On the day trial began, appellant filed an ex parte motion requesting an in camera review of certain offense reports that he alleged were Brady material. The judge examined nearly half of the reports during the lunch hour. After his partial in camera review of the offense reports, the trial judge determined that some of the material was Brady material and disclosed the substance of that material to appellant. Specifically, the judge disclosed that, prior to appellant's involvement with Y.C., Chang had been placed under a restraining order for "beating up" Hsu, an incident Y.C. claimed to have witnessed. On a separate occasion, Hsu had attempted to set fire to a couch "because she was frustrated about what was going on in her household." The judge also conveyed that Y.C. had attempted suicide numerous times and had told the police variously that she had a "crush" on appellant but had not had sex with him, that she had a longstanding sexual relationship with appellant starting in 1997 when she was eight years old, and that she and appellant had only kissed on the cheek. The judge found nothing in the reports to indicate that Chang had any sexual interest in Y.C. The judge stated that he would review the remaining offense reports "when I can." The State asserted that it had provided to appellant during discovery "a lot" of the Brady material described by the judge, including Y.C.'s conflicting statements regarding whether she had sex with appellant.
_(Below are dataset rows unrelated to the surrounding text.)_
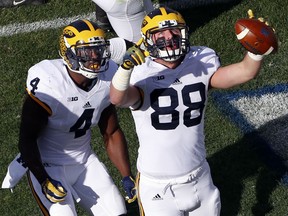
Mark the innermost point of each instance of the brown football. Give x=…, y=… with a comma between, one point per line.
x=256, y=36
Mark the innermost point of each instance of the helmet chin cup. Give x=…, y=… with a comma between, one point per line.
x=82, y=41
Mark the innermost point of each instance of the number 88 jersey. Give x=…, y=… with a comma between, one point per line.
x=170, y=124
x=73, y=111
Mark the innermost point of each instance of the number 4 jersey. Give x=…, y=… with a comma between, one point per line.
x=170, y=124
x=73, y=111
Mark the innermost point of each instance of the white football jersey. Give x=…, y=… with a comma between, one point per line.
x=170, y=123
x=66, y=139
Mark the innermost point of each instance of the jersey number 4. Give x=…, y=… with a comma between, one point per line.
x=188, y=119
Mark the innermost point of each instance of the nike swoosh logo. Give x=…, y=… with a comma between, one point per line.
x=18, y=2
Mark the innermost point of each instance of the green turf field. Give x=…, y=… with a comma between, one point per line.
x=248, y=184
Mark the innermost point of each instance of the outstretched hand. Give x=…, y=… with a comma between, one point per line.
x=134, y=56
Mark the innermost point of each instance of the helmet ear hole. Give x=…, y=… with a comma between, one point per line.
x=78, y=40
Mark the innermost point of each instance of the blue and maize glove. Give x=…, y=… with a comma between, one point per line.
x=129, y=188
x=53, y=190
x=133, y=56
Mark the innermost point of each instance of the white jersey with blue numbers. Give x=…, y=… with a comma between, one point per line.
x=66, y=139
x=170, y=124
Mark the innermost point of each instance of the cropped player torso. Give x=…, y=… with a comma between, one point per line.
x=66, y=139
x=170, y=122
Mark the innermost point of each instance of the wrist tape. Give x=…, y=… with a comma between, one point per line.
x=255, y=57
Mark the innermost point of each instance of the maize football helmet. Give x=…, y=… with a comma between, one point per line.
x=161, y=19
x=84, y=48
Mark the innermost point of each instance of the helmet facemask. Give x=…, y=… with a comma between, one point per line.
x=86, y=51
x=159, y=20
x=168, y=50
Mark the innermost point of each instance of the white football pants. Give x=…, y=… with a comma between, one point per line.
x=193, y=194
x=88, y=183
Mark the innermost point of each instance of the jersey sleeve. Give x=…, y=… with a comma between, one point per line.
x=40, y=84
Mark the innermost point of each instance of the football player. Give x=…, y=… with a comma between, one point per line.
x=167, y=93
x=66, y=98
x=125, y=16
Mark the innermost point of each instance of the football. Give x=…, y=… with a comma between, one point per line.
x=256, y=36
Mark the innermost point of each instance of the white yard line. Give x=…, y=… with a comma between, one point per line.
x=17, y=28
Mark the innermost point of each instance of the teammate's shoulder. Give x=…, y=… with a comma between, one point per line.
x=46, y=67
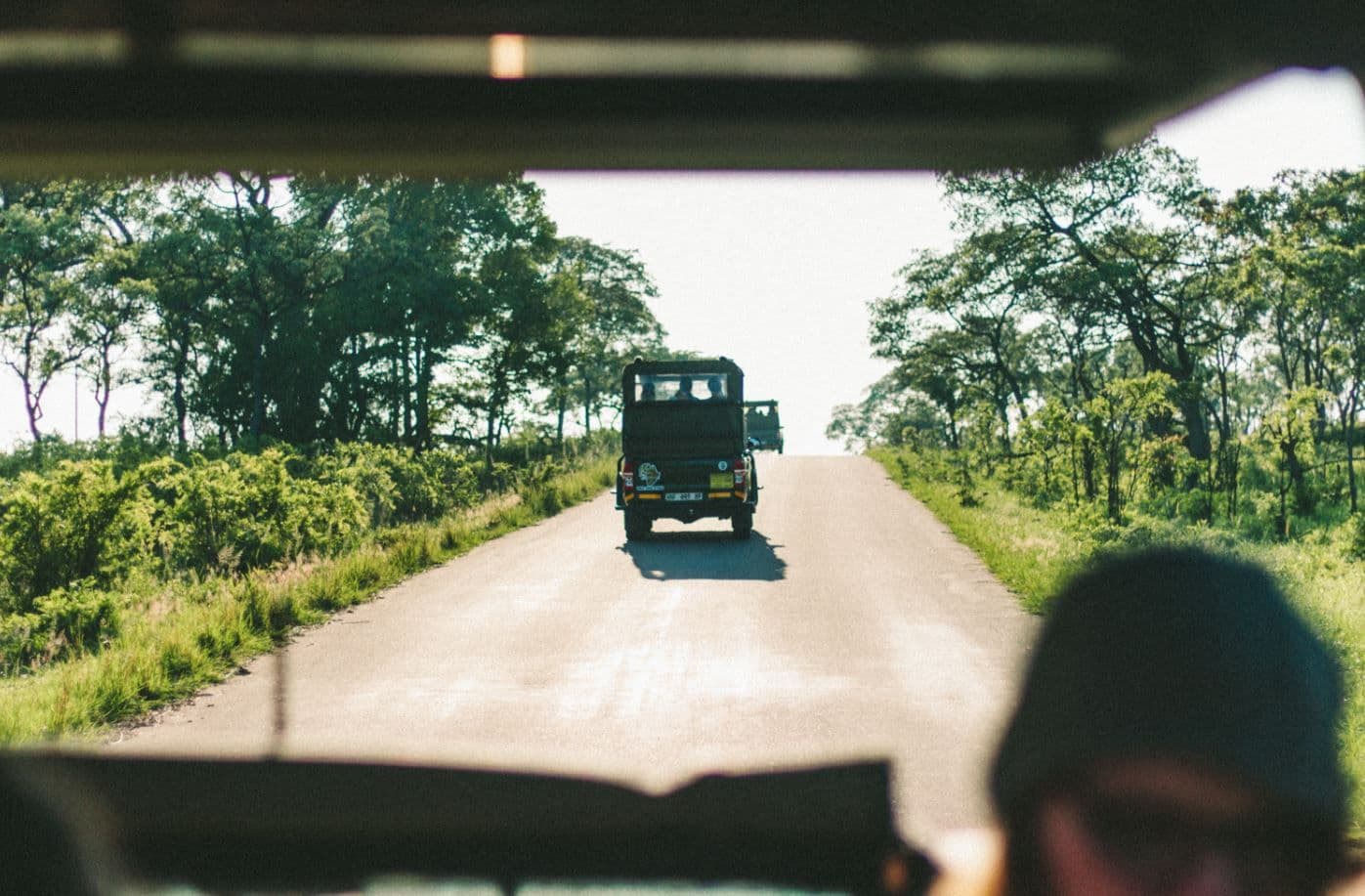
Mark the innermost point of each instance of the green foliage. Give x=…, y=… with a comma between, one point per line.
x=157, y=644
x=78, y=522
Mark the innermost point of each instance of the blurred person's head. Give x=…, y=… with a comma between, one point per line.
x=1176, y=732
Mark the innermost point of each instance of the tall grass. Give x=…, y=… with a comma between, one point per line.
x=1035, y=551
x=175, y=638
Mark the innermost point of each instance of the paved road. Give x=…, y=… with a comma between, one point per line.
x=851, y=625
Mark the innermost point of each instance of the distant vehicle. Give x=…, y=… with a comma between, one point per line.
x=683, y=448
x=763, y=425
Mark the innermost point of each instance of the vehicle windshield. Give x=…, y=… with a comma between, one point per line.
x=319, y=467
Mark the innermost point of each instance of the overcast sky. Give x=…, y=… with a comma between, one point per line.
x=776, y=270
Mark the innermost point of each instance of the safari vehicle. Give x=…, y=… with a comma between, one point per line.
x=683, y=448
x=108, y=86
x=763, y=425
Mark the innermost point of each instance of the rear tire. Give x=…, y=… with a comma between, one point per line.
x=638, y=526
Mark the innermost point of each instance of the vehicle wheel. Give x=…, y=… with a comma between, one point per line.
x=636, y=526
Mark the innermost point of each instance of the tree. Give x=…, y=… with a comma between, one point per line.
x=47, y=235
x=599, y=308
x=1114, y=418
x=1156, y=281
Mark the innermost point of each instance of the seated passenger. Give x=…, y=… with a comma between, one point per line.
x=1176, y=732
x=684, y=392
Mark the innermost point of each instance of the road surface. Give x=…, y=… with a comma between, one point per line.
x=851, y=625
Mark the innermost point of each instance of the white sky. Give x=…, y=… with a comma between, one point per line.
x=776, y=270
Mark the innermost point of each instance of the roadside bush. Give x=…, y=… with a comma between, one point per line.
x=22, y=641
x=247, y=511
x=78, y=620
x=399, y=485
x=1357, y=548
x=76, y=522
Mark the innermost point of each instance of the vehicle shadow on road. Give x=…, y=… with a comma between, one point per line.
x=707, y=555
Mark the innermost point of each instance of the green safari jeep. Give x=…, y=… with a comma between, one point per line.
x=763, y=425
x=684, y=452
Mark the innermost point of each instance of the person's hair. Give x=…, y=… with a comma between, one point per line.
x=1183, y=656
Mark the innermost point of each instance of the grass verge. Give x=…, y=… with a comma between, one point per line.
x=181, y=637
x=1034, y=551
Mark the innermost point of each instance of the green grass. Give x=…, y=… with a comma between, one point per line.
x=1034, y=551
x=181, y=637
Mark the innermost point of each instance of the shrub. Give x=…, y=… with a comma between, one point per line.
x=78, y=522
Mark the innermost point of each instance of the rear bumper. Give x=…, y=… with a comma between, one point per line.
x=701, y=498
x=659, y=507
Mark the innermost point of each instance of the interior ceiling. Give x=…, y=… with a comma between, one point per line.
x=407, y=85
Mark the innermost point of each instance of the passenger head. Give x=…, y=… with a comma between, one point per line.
x=1175, y=732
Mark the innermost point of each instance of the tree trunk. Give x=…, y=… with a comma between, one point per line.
x=1348, y=438
x=182, y=363
x=423, y=401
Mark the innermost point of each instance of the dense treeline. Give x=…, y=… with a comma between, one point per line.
x=301, y=309
x=1118, y=336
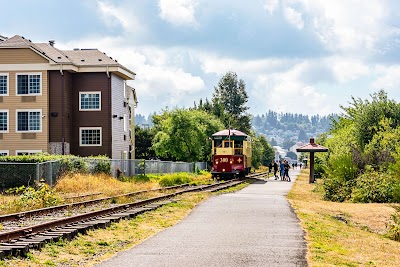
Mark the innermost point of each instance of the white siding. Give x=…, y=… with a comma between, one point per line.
x=119, y=145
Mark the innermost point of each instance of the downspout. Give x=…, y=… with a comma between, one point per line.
x=62, y=112
x=109, y=114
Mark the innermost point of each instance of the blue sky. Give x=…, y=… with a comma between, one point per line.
x=299, y=56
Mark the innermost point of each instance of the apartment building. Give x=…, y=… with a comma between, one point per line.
x=64, y=101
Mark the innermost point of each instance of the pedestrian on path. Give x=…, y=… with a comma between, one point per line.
x=282, y=169
x=275, y=170
x=286, y=168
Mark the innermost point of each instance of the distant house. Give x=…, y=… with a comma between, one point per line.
x=64, y=101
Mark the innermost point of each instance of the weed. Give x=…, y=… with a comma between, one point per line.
x=393, y=231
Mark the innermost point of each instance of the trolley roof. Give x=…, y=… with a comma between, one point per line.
x=232, y=134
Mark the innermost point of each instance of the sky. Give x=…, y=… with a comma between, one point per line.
x=298, y=56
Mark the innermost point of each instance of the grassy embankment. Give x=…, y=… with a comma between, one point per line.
x=343, y=234
x=98, y=245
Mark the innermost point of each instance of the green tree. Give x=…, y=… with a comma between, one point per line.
x=230, y=102
x=262, y=152
x=288, y=143
x=183, y=134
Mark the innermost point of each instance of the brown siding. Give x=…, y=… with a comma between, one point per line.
x=12, y=140
x=82, y=82
x=20, y=56
x=56, y=83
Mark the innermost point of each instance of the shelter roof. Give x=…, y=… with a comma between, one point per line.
x=312, y=147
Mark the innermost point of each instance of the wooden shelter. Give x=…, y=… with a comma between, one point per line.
x=312, y=147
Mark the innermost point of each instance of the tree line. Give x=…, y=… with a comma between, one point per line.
x=363, y=162
x=182, y=134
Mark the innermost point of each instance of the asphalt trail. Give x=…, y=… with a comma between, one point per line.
x=255, y=226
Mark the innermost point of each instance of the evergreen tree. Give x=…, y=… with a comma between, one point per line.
x=229, y=102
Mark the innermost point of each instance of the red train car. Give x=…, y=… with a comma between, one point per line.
x=231, y=154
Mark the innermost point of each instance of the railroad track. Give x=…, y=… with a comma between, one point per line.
x=18, y=242
x=32, y=213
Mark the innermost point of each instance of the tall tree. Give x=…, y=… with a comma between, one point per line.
x=183, y=134
x=229, y=102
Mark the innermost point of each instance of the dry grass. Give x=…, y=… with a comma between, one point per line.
x=79, y=184
x=99, y=245
x=343, y=234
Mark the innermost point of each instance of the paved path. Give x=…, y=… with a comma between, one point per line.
x=252, y=227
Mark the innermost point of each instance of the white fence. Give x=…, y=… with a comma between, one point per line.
x=12, y=173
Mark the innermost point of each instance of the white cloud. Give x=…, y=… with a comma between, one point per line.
x=347, y=25
x=388, y=77
x=285, y=92
x=347, y=69
x=178, y=12
x=271, y=5
x=294, y=17
x=122, y=15
x=221, y=65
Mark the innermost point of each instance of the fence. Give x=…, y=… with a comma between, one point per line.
x=14, y=174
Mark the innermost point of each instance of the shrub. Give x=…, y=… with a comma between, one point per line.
x=174, y=179
x=340, y=178
x=376, y=187
x=393, y=228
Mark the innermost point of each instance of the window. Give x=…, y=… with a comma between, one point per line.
x=29, y=120
x=3, y=84
x=89, y=101
x=29, y=84
x=27, y=152
x=90, y=136
x=125, y=124
x=3, y=121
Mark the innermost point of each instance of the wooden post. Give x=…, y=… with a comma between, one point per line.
x=311, y=167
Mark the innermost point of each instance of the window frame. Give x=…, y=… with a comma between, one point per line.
x=89, y=92
x=8, y=120
x=90, y=128
x=8, y=84
x=27, y=151
x=29, y=74
x=29, y=110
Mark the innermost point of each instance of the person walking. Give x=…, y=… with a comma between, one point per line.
x=282, y=169
x=270, y=167
x=275, y=170
x=286, y=174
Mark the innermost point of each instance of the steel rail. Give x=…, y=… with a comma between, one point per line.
x=30, y=213
x=28, y=231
Appellant stated that he was specifically seeking any offense reports reflecting family violence by Chang against Y.C. or Hsu and that he had not previously known about the protective order Hsu had received against Chang or that Y.C. had witnessed the incident resulting in the order. Appellant moved for a continuance, and the court took it under advisement. Two days later, at the charge conference, appellant requested a ruling on the motion for a continuance, and the court denied the motion.

Appellant raises two complaints regarding the exclusion of the claimed Brady material. First, appellant contends that the trial judge erred in failing to conduct a full in camera review of the alleged Brady material. Appellant, however, has failed to demonstrate that the trial court did not perform a complete review. While the record shows that a complete review was not accomplished on the first day of trial when appellant filed his motion, there is no indication in the record that the trial judge had not reviewed all of the material when he denied the motion for continuance two days later.